I am not a baseball general manager, which remains on my life’s most egregious miscarriages of justice. I say that based mostly on one drunken rant I unloaded onto my best friend Jason on July 4th, 2005. I knew how to fix the Rockies, dammit, and they wouldn’t be any good until they took my advice by installing a speedy centerfielder who could cover the cow pasture that is Coors Field’s outfield, hitters that could use the entire field (allowing them to hit both at home and on the road), and focus on groundball pitchers who could change speeds effectively.
Lo and behold, the trade of Jason Jennings for Willy Taveras and two groundball pitchers, the ascension of Matt Holliday, Garret Atkins, Tulo and Brad Hawpe, and a bevy of fresh arms means the Rockies are in the World Series of 2007. I remain convinced Dan O’Dowd was hiding out in the apartment next to Kristin’s scribbling down notes as I belched out my plan between Parliament Lights and Henry Weinhard’s Private Reserves.
Alas, I still have no GM job for myself. But I am currently in the middle of the one life process that makes you feel most like a baseball GM. I’m buying a new house.
When you’re seeking your new prize acquisition, you are a general manager at the start of Hot Stove Season, except you’re shopping for actual hot stoves (with houses around them) instead of people. Please forgive that tortured bit of wordplay that I just couldn’t resist, but the two processes are really no different.
You figure what qualities you really want – we want a strong arm, high OBP, and good baserunning / at least 3 bedrooms, location in the city, 2-car garage; who/what’s available that fits that profile, and finally, and this is the biggest one, what you can afford.
And that’s the fun part – the shopping. The world is at your fingertips, and anything is possible. There are approximately 9 billion homes in any given metro area, and they’re basically all available to you in the abstract. So have fun looking. What’s even better, and the only aspect where home buying is superior to baseball GM (aside from the fact that you’ll never be a baseball GM) is that your best available option changes frequently.
In baseball, let’s say Buster Posey, Ryan Braun and Matt Kemp are all coming on the market at the end of the season. They’ll be there until they’re gone. In the middle of the negotiation and courtship process, it’s not like Troy Tulowitzki is going to suddenly come available too. Yet that’s exactly what happens when you buy a home.
Awesome houses you’d love to see come and go without mercy, but what’s amazing is there’s a whole slew of new ones coming right behind them. So don’t fall in love and keep your eye wandering because there’s lots of eye candy out there.
Once you decide on one, you’re reminded that you’re not just doing this on some fantasy larf, but that you’re an actual adult who is taking on decades of debt, so you’d better fucking act like it.
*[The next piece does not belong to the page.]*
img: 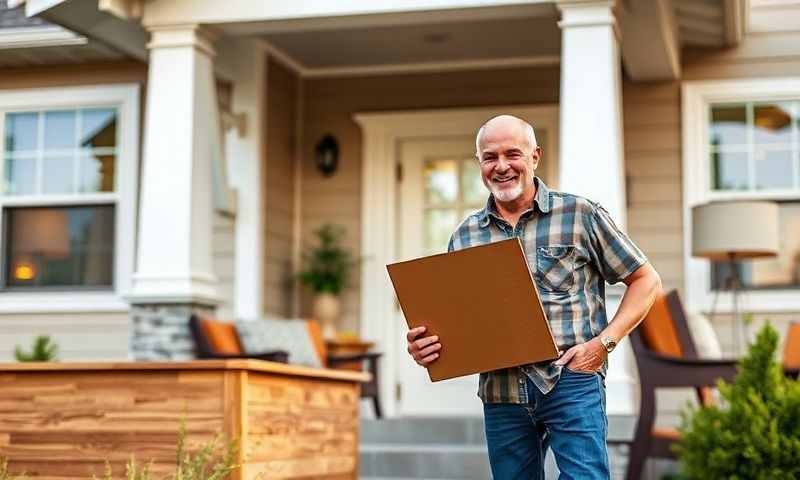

There are inspections, negotiations stemming from those inspections about who’s going to fix what and who gets stuck with the bill for that. There’s preparing an ungodly slate of documents that you send to some poor underling in a mortgage office who gets to review your entire financial history, and whom you’re begging not to steal your identity. There’s the signing of your name – oh God, the signing of your name. At the end of this process, your name looks like symbols from some ancient alien text, you’ve signed it so many times. And then the moving, which is probably the worst thing you’ll ever get to do.
I imagine the process of acquiring a new ballplayer has its own pains in the ass – contract negotiations, ensuring he passes a physical, dealing with an intransigent Art Howe if you’re Billy Beane in Moneyball and seriously why did they need the great Philip Seymour Hoffman to play Art freaking Howe? That’s like killing a fly with by unleashing Dexter Morgan on it – but at the end of the day, you can’t live inside your ballplayer, like you can a house. I clearly cannot remember the original point I wanted to make when I started writing this, so let’s wrap up.
I like buying a house because not only do you get to live inside something you spent a shitload of time and effort acquiring, you get for a few fleeting moments to feel like a general manager shopping for a high-priced free agent.
And that’s what’s really important here, isn’t it? Feeling like a bigshot. Yep, look at me shopping for top talent.
By the way, I’m getting my furnace inspected on Wednesday, hiring a plumber for Friday, shelling out another $500 or so for an appraisal, digging up more bank statements, packing up my whole house, and have to do all this while I work a demanding day job.
The bigshot feeling is important. Let me bask in it while I can.